Two months ago, The New York Times published a fascinating article about the difficulties of grading U.S. medical school students on clinical skills that cannot be easily quantified: intuition, professionalism, compassion, and bedside manner. If they were graded on these criteria, many of these students would have flunked out.
In the mid-1990s, directors of internal medicine clerkships were asked to examine the grading standards for their students. According to the article, “over 40 percent admitted they had passed students who should have failed.” After the study was released, some medical schools created a system called RIME (Reporter-Interpreter-Manager-Educator), which attempted to evaluate the professional growth of medical students. Even after this was implemented, a recent study has shown there has been little change in creating more compassionate, professional physicians.
Why have grading standards not changed? There are numerous factors that have prevented medical schools from embracing a new way to accurately judge the success of its students. Some medical educators are afraid these unprofessional students might be litigious. Some have been pressured by their higher ups to get more of these students into selective training programs. Some of it can be attributed to complacency with a system that has been used for decades.
The damage the current U.S. medical school system has done to the medical profession can be seen in the comments section of the article. The top comment from a Duke medical student gets to the heart of the problem. The Duke student suggests that the students (mainly admitted because of their high MCAT scores) who thrive in this environment are typically “hyper-competitive, grade obsessed, rat-race running student who can game the system well and memorize and regurgitate information.” A 4th-year medical student added to this astute assessment, stating that these schools taught more to the test instead of patient care. From a patient’s perspective, a commenter named Bev complained about how she and her husband were mistreated by specialists who ignored their medical histories.
To combat this growing dissatisfaction with this unprofessional behavior, U.S. medical schools are in the process of implementing national standards for all students. These standards include testing students on a defined set of competencies such as: interpersonal communication, professional behavior, and specialty-specific procedures. This is already being implemented in some residency programs and will take a few years more for medical schools to adopt these standards.

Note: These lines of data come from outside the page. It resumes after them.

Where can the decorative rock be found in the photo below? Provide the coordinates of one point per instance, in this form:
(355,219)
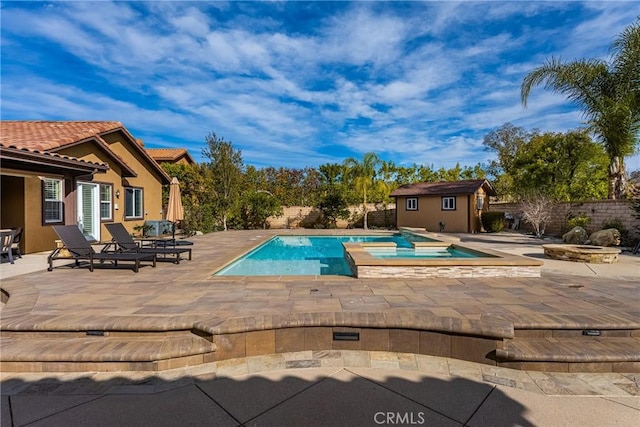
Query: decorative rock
(576,236)
(578,253)
(608,237)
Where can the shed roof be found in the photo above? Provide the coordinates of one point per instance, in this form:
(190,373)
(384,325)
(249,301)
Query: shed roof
(443,188)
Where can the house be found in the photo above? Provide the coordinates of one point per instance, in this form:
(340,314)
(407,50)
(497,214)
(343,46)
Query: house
(75,172)
(176,156)
(453,207)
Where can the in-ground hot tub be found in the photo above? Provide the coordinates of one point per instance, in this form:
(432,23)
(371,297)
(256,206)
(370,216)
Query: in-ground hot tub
(435,259)
(582,253)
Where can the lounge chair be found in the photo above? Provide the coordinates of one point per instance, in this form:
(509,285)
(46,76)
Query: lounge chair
(80,249)
(124,243)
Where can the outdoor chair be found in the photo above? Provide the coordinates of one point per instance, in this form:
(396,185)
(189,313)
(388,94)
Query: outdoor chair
(6,240)
(80,249)
(125,244)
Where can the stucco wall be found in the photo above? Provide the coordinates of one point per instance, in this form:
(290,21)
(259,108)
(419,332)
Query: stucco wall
(306,216)
(147,178)
(430,214)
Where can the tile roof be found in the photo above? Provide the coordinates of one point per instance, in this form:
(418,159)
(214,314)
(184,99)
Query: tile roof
(46,135)
(50,136)
(469,186)
(13,152)
(168,154)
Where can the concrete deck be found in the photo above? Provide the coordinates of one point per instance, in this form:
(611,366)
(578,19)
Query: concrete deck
(322,387)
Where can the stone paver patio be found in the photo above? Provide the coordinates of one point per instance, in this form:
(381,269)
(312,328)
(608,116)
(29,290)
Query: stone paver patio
(320,387)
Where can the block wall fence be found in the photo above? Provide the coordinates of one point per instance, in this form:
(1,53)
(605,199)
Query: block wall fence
(306,216)
(599,211)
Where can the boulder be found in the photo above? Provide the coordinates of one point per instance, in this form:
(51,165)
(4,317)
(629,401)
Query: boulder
(576,236)
(608,237)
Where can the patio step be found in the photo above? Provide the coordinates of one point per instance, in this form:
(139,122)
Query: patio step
(52,352)
(602,353)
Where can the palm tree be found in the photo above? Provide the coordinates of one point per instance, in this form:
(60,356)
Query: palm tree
(362,174)
(609,95)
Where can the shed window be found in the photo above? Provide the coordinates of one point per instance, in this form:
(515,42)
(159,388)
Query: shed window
(412,204)
(448,203)
(133,203)
(52,201)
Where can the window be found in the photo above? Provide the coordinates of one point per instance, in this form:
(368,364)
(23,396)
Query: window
(53,201)
(106,202)
(133,203)
(412,203)
(448,203)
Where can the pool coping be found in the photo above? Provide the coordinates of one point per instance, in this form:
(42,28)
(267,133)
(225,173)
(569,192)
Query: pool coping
(358,257)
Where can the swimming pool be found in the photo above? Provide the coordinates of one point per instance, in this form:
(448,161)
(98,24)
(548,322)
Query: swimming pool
(308,255)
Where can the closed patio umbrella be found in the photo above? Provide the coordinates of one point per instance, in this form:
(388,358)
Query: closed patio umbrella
(175,211)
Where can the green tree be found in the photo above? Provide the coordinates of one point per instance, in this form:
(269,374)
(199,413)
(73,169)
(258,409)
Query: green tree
(608,94)
(505,142)
(227,167)
(333,206)
(565,167)
(362,174)
(198,199)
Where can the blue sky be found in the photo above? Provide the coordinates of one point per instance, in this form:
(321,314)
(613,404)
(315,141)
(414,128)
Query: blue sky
(300,84)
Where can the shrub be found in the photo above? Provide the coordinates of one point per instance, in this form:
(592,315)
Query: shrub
(625,238)
(581,220)
(536,211)
(492,221)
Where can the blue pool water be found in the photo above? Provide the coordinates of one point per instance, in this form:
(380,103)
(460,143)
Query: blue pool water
(305,255)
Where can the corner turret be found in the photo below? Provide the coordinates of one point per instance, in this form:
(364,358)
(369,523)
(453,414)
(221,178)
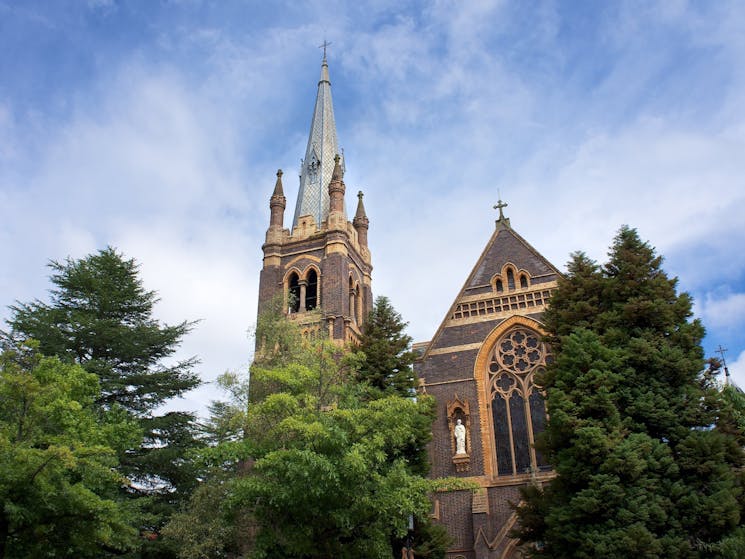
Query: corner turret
(277,204)
(361,222)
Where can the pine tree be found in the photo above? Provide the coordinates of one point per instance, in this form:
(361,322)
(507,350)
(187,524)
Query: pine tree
(640,470)
(101,317)
(387,348)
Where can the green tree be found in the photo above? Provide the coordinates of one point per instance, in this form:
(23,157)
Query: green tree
(387,348)
(307,463)
(58,482)
(641,472)
(100,316)
(330,477)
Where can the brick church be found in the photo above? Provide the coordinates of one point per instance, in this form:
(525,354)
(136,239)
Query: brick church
(479,364)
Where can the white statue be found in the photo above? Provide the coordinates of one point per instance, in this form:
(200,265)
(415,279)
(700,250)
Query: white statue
(460,437)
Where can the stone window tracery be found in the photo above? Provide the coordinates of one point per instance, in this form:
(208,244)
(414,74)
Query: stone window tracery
(518,409)
(311,290)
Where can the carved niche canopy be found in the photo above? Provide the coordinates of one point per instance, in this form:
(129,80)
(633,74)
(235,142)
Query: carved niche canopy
(459,409)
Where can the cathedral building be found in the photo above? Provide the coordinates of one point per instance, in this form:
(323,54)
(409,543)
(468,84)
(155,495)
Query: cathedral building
(479,365)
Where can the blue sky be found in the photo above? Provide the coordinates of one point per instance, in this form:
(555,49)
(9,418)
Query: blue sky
(157,128)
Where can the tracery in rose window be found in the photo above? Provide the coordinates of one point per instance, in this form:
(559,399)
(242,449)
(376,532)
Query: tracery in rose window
(518,409)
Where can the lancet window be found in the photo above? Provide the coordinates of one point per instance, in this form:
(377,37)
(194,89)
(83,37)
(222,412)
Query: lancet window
(311,290)
(294,292)
(302,293)
(518,409)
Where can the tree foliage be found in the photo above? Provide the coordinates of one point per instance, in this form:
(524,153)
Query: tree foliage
(641,470)
(323,470)
(58,482)
(100,317)
(387,348)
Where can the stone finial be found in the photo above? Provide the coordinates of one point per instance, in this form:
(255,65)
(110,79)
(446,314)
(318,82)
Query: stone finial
(278,191)
(360,214)
(338,173)
(277,204)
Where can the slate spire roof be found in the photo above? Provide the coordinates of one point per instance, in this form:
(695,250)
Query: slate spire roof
(318,165)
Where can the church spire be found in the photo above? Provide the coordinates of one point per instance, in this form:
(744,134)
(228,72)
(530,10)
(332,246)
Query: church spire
(318,164)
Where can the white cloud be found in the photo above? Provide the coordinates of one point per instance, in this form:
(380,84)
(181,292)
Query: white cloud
(737,370)
(723,311)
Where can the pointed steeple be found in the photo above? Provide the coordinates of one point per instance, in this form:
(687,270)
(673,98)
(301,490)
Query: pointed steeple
(318,165)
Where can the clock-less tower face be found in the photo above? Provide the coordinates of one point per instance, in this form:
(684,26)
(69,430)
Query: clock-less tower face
(321,266)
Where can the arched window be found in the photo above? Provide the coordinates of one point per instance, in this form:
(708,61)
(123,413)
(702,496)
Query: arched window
(510,279)
(293,292)
(311,290)
(359,306)
(352,300)
(518,409)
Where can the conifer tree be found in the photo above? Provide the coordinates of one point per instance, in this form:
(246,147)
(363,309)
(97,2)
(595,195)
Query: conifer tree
(101,317)
(641,472)
(387,348)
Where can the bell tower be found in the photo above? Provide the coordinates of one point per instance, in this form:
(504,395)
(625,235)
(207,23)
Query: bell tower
(322,265)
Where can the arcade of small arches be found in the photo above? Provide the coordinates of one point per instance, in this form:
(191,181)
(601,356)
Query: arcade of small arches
(510,279)
(302,290)
(303,293)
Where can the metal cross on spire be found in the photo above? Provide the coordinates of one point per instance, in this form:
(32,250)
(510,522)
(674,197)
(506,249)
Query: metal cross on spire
(323,46)
(499,206)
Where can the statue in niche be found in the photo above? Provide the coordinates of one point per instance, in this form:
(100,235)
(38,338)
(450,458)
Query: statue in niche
(460,437)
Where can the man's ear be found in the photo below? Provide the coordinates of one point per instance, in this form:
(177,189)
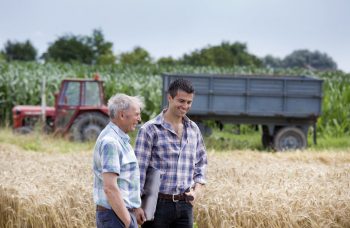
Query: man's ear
(169,97)
(121,114)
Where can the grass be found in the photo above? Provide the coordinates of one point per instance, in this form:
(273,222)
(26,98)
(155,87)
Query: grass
(38,141)
(244,189)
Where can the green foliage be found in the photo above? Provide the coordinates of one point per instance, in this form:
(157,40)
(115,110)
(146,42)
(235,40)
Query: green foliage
(138,56)
(81,49)
(335,120)
(224,55)
(103,53)
(70,49)
(167,61)
(308,59)
(20,83)
(22,51)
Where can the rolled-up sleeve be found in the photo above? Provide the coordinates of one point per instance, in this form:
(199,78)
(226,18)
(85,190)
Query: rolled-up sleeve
(201,160)
(143,147)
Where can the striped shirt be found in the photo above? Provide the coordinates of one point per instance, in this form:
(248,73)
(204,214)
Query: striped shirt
(113,153)
(181,162)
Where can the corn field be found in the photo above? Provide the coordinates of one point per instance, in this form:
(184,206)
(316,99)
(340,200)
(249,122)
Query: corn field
(20,83)
(244,189)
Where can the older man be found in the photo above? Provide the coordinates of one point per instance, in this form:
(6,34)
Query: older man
(116,171)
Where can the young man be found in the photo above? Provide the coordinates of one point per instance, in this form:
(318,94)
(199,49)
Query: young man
(173,144)
(116,171)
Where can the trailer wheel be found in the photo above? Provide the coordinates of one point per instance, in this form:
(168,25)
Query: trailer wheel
(266,139)
(290,138)
(88,126)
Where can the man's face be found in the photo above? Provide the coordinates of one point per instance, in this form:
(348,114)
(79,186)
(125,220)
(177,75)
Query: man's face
(131,118)
(181,103)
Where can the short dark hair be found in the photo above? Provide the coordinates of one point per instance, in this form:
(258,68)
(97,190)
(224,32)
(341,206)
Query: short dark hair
(180,84)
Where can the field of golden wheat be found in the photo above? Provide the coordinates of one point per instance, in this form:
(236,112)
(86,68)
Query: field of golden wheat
(244,189)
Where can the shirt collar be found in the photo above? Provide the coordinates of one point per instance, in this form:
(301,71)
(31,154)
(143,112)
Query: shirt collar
(125,137)
(160,119)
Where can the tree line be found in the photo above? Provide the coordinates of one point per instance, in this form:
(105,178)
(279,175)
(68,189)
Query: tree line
(95,49)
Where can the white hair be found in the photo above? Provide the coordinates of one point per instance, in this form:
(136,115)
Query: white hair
(120,102)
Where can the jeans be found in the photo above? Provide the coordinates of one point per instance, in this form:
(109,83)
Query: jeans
(171,214)
(109,219)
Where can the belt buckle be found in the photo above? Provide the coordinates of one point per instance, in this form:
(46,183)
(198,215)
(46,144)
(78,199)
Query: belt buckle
(174,199)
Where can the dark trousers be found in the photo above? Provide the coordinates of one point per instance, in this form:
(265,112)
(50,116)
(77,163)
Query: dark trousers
(171,214)
(109,219)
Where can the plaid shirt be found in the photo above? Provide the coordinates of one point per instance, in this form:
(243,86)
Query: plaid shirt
(181,163)
(113,153)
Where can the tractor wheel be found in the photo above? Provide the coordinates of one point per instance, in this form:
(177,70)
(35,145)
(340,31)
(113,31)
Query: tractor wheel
(88,126)
(290,138)
(23,130)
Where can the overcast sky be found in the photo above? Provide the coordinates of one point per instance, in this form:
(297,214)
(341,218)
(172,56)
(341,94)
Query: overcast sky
(172,28)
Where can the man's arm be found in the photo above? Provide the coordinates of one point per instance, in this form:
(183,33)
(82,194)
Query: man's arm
(114,197)
(143,151)
(201,160)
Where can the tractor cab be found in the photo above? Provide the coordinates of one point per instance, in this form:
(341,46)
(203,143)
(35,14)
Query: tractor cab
(79,111)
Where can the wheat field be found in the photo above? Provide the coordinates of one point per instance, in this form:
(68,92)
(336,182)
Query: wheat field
(244,189)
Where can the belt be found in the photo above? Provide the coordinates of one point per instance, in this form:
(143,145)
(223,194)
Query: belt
(100,208)
(175,198)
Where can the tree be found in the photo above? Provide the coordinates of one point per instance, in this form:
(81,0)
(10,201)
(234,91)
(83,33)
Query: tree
(166,61)
(22,51)
(307,59)
(273,62)
(70,48)
(138,56)
(103,53)
(225,54)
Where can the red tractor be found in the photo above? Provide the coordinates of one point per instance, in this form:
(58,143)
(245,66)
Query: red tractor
(79,111)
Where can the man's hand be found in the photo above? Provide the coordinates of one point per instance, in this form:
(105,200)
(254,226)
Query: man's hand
(194,193)
(140,216)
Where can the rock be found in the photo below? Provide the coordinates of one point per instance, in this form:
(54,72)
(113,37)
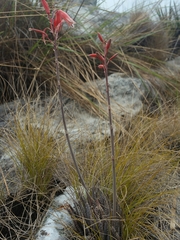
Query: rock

American University of Antigua (AUA) College of Medicine is aware of this situation plaguing these institutions and applauds the attempts by these medical schools to create a national standards list. Despite this, it will be difficult to change a culture that is defined solely on grades, cutthroat competitiveness between students, and medical educators failing to assist students in meaningful ways. There is little room to build compassionate physicians when students’ interpersonal skills aren’t properly assessed and when rivalries are fostered instead of teamwork. AUA has been ahead of U.S. medical schools in this regard. AUA has early hands-on clinical education in our curriculum to allow students to understand the many intricacies of patient care, students are encouraged to work together to solve clinical dilemmas, and professors are readily available to help students succeed in medical school.
There have been many advances in medical care both technologically and philosophically in the past decade. Patient-centric care should be the paradigm in medicine. It’s already the ethos in hospital construction. Hospitals are being built that, by their architectural design, will focus on fostering patients’ mental and physical health, increasing comfort levels, and reduce stress. If U.S. medical schools do not follow suit and build its students the same way, then the legacy of these hospitals will be defined as merely a shift in aesthetics instead of a revolutionary shift in medicine.